1) Cruzamento de dados
Com a crise e a austeridade entraram novas expressões na linguagem televisiva e jornalística portuguesa. Uma dessas expressões é ‘cruzamento de dados’. Usa-se em geral em relação à actividade do Fisco, e à forma como esta amável entidade descobre as prevaricações dos contribuintes. Quando recentemente fui avisada que na minha declaração de IRS para o ano de 2008 houvera um erro, e o fisco fora lesado em 21, 08 Euros, explicaram-me que o erro fora detectado ‘por cruzamento de dados’.
Sucede que, praticamente na mesma ocasião, me foi dado observar o frontispício da luxuosa edição dos Lusíadas mandada executar em Paris por pelo morgado de Mateus. O frontispício tem a imagem do poeta devidamente coroado de louro. Lembrei-me do tão diferente retrato de Camões na prisão de Goa, de como um dos problemas do retrato seria resolvido pela troca de informações de duas investigadoras, ou seja, como hoje se diria, ‘por cruzamento de dados’.

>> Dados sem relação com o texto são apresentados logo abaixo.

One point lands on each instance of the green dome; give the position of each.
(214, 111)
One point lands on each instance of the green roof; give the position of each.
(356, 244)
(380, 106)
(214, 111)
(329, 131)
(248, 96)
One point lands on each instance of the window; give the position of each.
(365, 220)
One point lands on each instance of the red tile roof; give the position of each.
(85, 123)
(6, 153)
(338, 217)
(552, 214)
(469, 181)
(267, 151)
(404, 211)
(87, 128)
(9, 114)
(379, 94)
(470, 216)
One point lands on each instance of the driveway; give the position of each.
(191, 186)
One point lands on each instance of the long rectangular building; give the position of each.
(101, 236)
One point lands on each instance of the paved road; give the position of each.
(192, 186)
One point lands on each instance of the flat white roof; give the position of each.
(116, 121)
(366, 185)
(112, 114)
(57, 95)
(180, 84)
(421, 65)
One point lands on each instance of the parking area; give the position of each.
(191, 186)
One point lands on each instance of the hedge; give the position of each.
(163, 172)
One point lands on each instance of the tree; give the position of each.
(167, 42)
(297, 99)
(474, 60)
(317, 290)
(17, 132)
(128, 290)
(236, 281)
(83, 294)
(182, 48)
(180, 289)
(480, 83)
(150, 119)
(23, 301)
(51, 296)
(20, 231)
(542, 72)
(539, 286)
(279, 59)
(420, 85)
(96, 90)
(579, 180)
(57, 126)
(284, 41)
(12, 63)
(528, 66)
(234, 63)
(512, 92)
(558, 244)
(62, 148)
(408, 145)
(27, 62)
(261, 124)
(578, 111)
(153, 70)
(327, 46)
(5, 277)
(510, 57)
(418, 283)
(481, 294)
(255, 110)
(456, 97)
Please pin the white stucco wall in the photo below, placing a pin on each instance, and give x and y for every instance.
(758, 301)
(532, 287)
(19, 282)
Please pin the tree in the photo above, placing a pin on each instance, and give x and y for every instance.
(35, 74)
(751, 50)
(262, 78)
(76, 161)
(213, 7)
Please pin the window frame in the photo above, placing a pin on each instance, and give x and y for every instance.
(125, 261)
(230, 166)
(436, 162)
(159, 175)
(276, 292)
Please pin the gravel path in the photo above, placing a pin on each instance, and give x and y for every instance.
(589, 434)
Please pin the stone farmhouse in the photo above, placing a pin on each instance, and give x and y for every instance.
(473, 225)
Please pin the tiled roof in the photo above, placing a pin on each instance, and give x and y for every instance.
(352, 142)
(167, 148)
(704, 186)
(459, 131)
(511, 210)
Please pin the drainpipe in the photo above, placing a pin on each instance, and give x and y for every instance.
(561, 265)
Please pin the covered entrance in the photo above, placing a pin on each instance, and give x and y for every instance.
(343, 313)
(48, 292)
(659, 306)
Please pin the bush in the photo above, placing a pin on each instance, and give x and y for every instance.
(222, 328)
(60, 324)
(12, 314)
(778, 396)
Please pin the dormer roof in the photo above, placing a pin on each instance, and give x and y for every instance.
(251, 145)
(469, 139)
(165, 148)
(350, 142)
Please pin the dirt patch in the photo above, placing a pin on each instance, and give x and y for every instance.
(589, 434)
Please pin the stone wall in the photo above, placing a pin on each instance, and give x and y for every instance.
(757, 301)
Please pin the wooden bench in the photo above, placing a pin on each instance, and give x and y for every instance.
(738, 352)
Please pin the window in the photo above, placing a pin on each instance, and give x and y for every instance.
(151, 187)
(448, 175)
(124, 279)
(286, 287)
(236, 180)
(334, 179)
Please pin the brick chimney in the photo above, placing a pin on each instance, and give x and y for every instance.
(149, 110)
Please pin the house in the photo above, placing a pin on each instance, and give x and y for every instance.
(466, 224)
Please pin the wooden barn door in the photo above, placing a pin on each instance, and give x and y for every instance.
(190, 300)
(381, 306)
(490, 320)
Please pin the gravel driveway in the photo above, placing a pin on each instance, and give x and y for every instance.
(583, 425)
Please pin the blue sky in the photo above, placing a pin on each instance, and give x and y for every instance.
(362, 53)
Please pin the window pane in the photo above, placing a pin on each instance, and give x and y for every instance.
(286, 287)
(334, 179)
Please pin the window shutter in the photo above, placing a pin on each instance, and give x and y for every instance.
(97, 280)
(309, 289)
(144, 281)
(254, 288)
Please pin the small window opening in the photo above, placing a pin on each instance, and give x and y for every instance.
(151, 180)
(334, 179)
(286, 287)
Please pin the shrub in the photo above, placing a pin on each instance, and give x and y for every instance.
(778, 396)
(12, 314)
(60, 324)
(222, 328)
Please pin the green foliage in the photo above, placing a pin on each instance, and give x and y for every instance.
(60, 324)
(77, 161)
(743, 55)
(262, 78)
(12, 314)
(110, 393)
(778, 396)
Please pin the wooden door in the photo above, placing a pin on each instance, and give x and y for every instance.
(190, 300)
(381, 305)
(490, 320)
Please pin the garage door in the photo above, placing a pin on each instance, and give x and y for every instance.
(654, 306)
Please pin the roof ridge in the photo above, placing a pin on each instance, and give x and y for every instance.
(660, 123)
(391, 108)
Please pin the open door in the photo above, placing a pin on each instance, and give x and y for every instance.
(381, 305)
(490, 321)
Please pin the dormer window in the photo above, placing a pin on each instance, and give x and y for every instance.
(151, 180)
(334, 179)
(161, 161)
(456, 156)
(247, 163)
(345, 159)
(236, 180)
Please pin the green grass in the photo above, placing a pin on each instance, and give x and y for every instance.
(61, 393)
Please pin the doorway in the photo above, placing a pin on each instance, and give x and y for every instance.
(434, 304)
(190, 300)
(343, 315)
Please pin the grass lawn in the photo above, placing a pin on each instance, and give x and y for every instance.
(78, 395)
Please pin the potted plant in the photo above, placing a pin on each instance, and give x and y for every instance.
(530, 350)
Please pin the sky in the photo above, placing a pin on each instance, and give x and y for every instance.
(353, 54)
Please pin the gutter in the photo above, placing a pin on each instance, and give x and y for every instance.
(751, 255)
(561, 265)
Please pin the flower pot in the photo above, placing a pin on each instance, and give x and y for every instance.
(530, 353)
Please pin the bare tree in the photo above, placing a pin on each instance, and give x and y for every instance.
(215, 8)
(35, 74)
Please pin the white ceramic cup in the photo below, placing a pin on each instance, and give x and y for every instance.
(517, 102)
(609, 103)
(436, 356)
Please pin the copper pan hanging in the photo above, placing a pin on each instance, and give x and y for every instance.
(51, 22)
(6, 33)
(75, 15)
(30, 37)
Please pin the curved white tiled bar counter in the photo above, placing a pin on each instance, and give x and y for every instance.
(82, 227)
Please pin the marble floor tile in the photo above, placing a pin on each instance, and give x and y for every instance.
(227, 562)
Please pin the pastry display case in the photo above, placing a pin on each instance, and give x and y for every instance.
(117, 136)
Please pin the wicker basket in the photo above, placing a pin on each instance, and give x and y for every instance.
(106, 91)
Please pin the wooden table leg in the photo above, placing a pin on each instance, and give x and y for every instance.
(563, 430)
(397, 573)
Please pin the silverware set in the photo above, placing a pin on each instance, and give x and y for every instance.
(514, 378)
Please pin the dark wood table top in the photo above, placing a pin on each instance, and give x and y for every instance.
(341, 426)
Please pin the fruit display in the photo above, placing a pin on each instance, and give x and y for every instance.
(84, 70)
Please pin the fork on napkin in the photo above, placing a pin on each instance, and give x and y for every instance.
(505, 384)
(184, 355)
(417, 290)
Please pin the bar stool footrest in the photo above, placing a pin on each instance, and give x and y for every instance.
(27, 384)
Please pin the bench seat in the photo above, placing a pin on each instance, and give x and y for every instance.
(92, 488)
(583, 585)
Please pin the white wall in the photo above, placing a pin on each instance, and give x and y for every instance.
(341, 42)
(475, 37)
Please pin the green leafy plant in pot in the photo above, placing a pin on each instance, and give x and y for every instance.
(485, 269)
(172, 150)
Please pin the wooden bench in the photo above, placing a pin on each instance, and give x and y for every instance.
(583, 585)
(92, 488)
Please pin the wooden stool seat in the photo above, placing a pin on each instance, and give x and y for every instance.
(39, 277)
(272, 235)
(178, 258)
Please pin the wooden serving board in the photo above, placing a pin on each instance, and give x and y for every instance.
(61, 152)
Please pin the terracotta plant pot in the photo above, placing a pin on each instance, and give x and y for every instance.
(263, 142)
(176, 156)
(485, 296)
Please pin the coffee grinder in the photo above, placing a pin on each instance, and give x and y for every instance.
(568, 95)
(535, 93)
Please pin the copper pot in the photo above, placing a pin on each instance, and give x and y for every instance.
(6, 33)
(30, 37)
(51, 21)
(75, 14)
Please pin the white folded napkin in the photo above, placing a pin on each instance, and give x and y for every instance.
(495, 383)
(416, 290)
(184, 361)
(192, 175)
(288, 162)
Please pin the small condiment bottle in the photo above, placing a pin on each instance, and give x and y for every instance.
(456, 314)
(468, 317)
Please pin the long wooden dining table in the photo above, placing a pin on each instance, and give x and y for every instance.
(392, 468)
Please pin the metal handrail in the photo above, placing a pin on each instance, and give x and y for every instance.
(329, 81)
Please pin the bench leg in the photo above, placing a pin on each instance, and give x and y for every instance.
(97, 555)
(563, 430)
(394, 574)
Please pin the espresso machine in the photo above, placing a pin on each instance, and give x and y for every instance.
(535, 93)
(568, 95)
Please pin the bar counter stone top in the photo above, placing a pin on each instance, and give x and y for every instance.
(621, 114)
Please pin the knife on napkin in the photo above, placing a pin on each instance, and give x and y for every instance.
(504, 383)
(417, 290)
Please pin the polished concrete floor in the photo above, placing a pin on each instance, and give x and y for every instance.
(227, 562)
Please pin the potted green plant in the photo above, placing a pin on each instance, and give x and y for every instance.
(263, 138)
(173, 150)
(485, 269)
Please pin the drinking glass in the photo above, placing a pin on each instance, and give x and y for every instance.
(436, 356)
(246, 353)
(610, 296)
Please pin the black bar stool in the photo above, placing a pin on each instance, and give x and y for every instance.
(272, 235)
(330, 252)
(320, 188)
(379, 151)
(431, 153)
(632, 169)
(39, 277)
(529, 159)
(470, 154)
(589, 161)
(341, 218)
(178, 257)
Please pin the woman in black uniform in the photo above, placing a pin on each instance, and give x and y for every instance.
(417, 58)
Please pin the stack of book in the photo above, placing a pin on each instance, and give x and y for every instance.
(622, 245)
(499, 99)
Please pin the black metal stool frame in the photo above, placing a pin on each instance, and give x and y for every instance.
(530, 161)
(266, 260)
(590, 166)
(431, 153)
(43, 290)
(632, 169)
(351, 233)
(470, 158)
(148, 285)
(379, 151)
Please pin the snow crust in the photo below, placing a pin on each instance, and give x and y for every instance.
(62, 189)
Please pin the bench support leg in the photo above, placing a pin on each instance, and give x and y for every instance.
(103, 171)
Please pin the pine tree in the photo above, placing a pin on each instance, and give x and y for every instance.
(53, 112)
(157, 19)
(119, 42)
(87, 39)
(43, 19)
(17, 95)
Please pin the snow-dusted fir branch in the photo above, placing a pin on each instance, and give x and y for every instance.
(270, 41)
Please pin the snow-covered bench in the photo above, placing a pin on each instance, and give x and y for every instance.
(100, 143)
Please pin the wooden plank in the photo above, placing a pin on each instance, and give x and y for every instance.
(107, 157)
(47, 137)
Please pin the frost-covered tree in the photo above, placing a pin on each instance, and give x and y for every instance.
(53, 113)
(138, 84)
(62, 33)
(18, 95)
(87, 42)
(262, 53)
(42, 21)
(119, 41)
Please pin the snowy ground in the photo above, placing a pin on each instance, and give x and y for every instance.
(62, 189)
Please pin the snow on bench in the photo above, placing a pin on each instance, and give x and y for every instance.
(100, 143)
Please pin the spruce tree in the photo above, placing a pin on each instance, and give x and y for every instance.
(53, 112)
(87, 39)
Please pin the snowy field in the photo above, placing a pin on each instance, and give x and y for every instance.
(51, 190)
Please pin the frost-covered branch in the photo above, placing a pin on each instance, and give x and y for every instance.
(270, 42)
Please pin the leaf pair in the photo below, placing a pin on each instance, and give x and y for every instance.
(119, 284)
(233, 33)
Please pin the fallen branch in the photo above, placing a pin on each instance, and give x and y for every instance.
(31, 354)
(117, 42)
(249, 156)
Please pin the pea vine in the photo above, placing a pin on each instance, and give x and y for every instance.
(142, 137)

Fui uma das protagonistas do caso, e houve um momento em que me poderia ter gabado, sem receio de ser desmentida, ser a única pessoa que podia dizer, com prova documental, quem fora um dos primeiros possuidores do dito retrato. Não era aquele indicado no verso do mesmo, mas era por ele que se chegava à verdade. A coisa tem uma certa graça, e creio que merece ser contada. O que tentarei fazer no próximo, ou próximos textos.
2) Coroas de louro
O século XIX gostava de recordar de forma decente os seus poetas. Mesmo que os falecidos em vida tivessem frequentado de preferência as tabernas aos salões eram recordados em efígie de casaca e até de chapéu alto. Para com os poetas do longínquo passado, de quem se desconhecia a fisionomia, imaginava-se esta sempre com respeito. E foi assim que por volta dos anos vinte do século XIX, quando das comemorações camonianas, surgiu em gravura e escultura um Luís de Camões de agradáveis feições e elegantemente ataviado à moda de fins do século XVI. Um perfeito cortesão. A coroa de louro com a qual por vezes o figuravam, não parecia descabida. É esse Camões que todos conhecemos, e raras vezes nos questionamos se ele teria sido de facto assim. Não era. Há um retrato do poeta que mostra um homem muito diferente.